There is a sequence 1487, 4817 and 8147 that has three properties:
1. All numbers are primes
2. They are all permutations of each other
3. Each term increases by a certain number (in this case 3330)

Project Euler claims that there are two such sequences with four-digit numbers. Our task is to find the other.
The answer is the three primes with the required properties, pasted together in ascending order.

As usual I’ll load the numbers library. And the first task must be to find all four-digit primes.

library(numbers)
cand <- Primes(1000,9999)

But we will not need these prime. We already know that answer.

cand <- cand[-which(cand %in% c(1487, 4817, 8147))]

If one of these four-digit primes is part of such a sequence, there must exist at least two other primes, which are permutations of it.
Lets begin by generating that list
The library gtools provides the function permutations()

library(gtools)

listing <- function(x){
  b <- unlist(strsplit(as.character(x),""))
  c <- permutations(4,4,v=b, set=FALSE)
  d <- apply(c, 1, paste, collapse="")
  d <- as.numeric(d)
  sort(unique(d[d %in% cand])) 
}

We take a four-digit number as input, converts it to characters via as.character(), and uses strsplit() to get a character vector with for numbers.
Then permutations.

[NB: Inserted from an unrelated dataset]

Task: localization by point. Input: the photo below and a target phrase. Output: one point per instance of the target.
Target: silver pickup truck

The first “4” indicates that the source vector (b) has 4 elements. The second “4” that we want results that contains 4 elements. That we take “b” as the source vector – i.e. the elements from which the permuations should be made. And set=FALSE is a lgical flag. Default is TRUE, and will remove duplicates. That is not what we want, so it is set to FALSE.
Then all the permutations are collapsed to four-digit strings, converted to numeric, and duplicates are removed with unique(), returning a list of all permuations of the digits in the input, that are in the list of candidate primes.

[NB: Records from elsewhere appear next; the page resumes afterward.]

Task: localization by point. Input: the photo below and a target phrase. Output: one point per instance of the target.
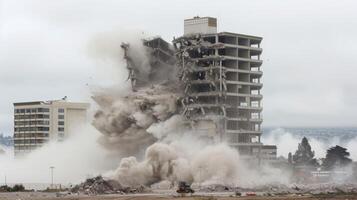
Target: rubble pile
(98, 185)
(279, 189)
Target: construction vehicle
(184, 188)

Thats nice. But we know that there should be three numbers in the sequence. This function simply tests if there are at least three numbers in the listing:

poss <- function(x){
  length(listing(x)) >= 3
}

That was the simple part. We can now take all the four-digit primes, excluding the three we already know about, make permutations of them, and see if there are at least three permutations among them, that are prime.

Now it gets a bit more complicated. Given a set of four-digit numbers, we need to locate a subset of three, A, B and C. The differences C-B and B-A should be equal.
There are probably more elegant ways to do that, but this is the way I found.
Given a number x, get all possible permutations of that:
listing(x)
Get all the combinations of three of these numbers:
comb(listing(x),3)
Now we have a matrix, with all the possible combinations in the columns.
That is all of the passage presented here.